She left her family in western Nepal and travelled some 200 kilometres to her employer's home near the Indian border.
Her harsh new life began at 4 AM, the start of a daily routine in which she would clean her employer's house, wash dishes, cook and then go to his relatives' homes to do the same, before falling asleep just shy of midnight.
"I couldn't cope with the work, so my employer's wife would beat me with pots and pans, and threaten to sell me to another man," Chaudhary, now 22, told AFP.
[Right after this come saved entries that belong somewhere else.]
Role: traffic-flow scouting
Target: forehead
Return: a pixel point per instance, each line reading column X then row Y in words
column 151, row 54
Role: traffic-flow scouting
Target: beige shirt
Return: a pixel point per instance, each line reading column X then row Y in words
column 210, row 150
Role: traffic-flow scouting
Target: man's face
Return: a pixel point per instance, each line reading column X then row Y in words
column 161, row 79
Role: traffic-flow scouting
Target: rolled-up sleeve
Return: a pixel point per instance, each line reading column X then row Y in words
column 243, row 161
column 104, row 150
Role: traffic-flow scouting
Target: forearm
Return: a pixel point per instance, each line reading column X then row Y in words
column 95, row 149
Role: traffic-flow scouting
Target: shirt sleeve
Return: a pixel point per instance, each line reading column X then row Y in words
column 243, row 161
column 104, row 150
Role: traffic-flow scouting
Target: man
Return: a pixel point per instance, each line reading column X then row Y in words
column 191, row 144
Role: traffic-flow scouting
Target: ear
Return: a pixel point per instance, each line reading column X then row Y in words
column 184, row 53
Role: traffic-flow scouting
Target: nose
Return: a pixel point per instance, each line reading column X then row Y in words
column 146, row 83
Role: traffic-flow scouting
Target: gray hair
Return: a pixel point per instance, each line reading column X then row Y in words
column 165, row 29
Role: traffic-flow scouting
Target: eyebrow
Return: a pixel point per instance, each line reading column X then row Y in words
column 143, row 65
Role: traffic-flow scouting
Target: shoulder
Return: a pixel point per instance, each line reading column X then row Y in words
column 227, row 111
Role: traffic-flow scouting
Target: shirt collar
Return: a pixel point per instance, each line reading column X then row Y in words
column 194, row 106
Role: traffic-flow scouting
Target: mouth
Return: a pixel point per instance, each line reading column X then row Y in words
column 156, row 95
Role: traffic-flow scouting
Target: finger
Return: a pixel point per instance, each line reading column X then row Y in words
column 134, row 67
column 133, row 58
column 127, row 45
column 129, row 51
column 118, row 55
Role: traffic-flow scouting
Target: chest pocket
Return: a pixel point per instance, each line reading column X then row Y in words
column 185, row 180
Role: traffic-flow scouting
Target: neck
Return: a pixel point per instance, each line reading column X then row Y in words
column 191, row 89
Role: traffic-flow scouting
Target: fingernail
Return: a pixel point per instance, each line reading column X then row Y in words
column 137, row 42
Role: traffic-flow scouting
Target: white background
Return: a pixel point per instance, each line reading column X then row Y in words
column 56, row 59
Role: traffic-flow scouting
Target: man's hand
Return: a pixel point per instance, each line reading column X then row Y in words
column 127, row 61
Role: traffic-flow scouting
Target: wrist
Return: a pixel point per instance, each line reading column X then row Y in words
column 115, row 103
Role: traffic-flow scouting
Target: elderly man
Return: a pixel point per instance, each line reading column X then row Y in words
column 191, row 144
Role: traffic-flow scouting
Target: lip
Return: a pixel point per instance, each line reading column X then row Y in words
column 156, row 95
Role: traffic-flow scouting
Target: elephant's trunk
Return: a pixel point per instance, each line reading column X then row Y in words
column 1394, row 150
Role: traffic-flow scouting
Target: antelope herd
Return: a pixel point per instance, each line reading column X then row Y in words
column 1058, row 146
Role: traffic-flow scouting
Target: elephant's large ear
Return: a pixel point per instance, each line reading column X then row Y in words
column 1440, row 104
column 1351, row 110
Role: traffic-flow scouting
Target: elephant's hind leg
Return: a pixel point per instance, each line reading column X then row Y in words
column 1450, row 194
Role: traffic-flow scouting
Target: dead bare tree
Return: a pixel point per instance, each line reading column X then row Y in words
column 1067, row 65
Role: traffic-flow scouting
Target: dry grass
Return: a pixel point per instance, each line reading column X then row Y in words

When she met her father a year later, she begged to return home, but her father, a bonded labourer, said they couldn't afford to raise her or her younger sister, whom they had also sold into domestic slavery.
Nepal's indentured "kamlari" girls- some as young as six- are among the Himayalan nation's most vulnerable citizens, subject to beatings and sexual violence while being kept as virtual prisoners by their employers.
Every January, when Nepal's Tharu community celebrates the Maghi festival, marking the end of winter, destitute Tharu families also sign contracts worth as little as USD 25 a year, leasing their daughters to work in strangers' homes.
A century ago the Tharu, said to be descendants of the Buddha, owned their farms and lived in relative isolation in the malaria-infested Terai plains, enjoying a natural resistance to the disease that the higher castes lacked.
But when malaria was eradicated from the fertile region in 1960, the Tharu were displaced by higher-caste farmers, becoming indebted serfs in their own land.
Many, like Chaudhary's impoverished parents, resorted to selling their daughters into domestic slavery, establishing the kamlari tradition, which, although outlawed in 2006, persists across the country.
At the age of 12, Chaudhary learnt to read and write. Today, the business undergraduate cuts a confident figure, fashionably dressed in a trench coat and conversant in three languages.